Un autre matin, je suis allée déjeuner à O | NEST à Milan, un bistrot nouvellement ouvert spécialisé dans le café. En sirotant ma tasse d'espresso d'origine unique, j'ai demandé au barista résident Lorenzo Sordini pourquoi le café de Naples était servi si chaud. "Avez-vous essayé de le boire une fois refroidi?" m'a-t-il. "Je vous donnerai 10 € si vous le pouvez." Servir un café très chaud revient un peu à servir du vin très froid: cela engourdit la bouche et cache la mauvaise qualité de la boisson.

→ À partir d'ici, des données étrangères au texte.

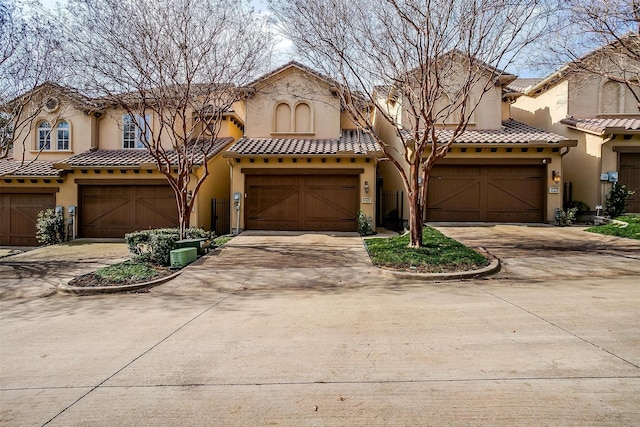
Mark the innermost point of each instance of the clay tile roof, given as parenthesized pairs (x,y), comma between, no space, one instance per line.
(601,126)
(131,157)
(37,168)
(351,142)
(512,132)
(520,85)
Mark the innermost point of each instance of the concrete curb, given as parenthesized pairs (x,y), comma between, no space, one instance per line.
(492,268)
(94,290)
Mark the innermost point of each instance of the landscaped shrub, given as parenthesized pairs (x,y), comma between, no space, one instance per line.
(154,246)
(50,227)
(616,202)
(364,224)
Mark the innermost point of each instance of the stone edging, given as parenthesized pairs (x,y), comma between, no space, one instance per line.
(90,290)
(492,268)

Partout dans le monde, le café a une forte association avec l'Italie: au XVIe siècle, la classe moyenne émergente a été parmi les premières en Europe à se lancer dans la nouvelle concoction une fois sortie du Moyen-Orient. Et l'agréable élan de concentration et d'énergie fourni par la caféine était particulièrement apprécié par les intellectuels, qui se réunissaient pour échanger des opinions autour d'un café dans une autre invention récente: les bars. Le lien était si fort que lorsque les idées des Lumières ont commencé à gagner du terrain en Italie et qu'une publication a été fondée à Milan pour les vulgariser, les fondateurs ont choisi le nom "Il Caffè" (qui en italien est à la fois la boisson et le lieu). Le bar italien est resté un symbole si puissant que l'ancien PDG Howard Schultz attribue un voyage de 1983 à Milan pour la création de Starbucks - et évidemment, l'espresso est une invention italienne originale, de la fin du 19ème siècle.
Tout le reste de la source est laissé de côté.